Reputation: 5720
I have Stream of Stream of Words(This format is not set by me and cannot be changed). For ex
Stream<String> doc1 = Stream.of("how", "are", "you", "doing", "doing", "doing");
Stream<String> doc2 = Stream.of("what", "what", "you", "upto");
Stream<String> doc3 = Stream.of("how", "are", "what", "how");
Stream<Stream<String>> docs = Stream.of(doc1, doc2, doc3);
I'm trying to get this into a structure of Map<String, Multiset<Integer>>
(or its corresponding stream as I want to process this further), where the key String
is the word itself and the Multiset<Integer>
represents the number of that word appearances in each document (0's should be excluded). Multiset is a google guava class(not from java.util.).
For example:
how -> {1, 2} // because it appears once in doc1, twice in doc3 and none in doc2(so doc2's count should not be included)
are -> {1, 1} // once in doc1 and once in doc3
you -> {1, 1} // once in doc1 and once in doc2
doing -> {3} // thrice in doc3, none in others
what -> {2,1} // so on
upto -> {1}
What is a good way to do this in Java 8 ?
I tried using a flatMap , but the inner Stream is greatly limiting the options of I have.
Upvotes: 11
Views: 1007
Reputation: 1254
Here is the simple solution by AbacusUtil:
Map<String, List<Integer>> m = Stream.of(doc1, doc2, doc3)
.flatMap(d -> d.toMultiset().stream()).collect(Collectors.toMap2());
Upvotes: 1
Reputation: 34460
Since you are using Guava, you could take advantage of its utilities to work with streams. Same with the Table
structure.
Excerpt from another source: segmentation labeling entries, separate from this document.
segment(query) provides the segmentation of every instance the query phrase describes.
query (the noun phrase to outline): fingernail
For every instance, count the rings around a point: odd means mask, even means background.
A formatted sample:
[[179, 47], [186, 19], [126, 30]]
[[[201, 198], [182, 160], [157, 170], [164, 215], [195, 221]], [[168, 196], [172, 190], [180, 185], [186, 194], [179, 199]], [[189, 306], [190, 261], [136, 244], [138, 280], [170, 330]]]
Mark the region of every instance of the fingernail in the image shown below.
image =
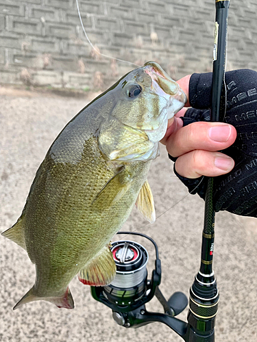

Here's the code:
Table<String, Long, Long> result =
Streams.mapWithIndex(docs, (doc, i) -> doc.map(word -> new SimpleEntry<>(word, i)))
.flatMap(Function.identity())
.collect(Tables.toTable(
Entry::getKey, Entry::getValue, p -> 1L, Long::sum, HashBasedTable::create));
Here I'm using the Streams.mapWithIndex
method to assign an index to each inner stream. Within the map function, I'm transforming each word to a pair that consists of the word and the index, so that I can later know to which document the word belongs.
Then, I'm flat-mapping the pairs (word, index)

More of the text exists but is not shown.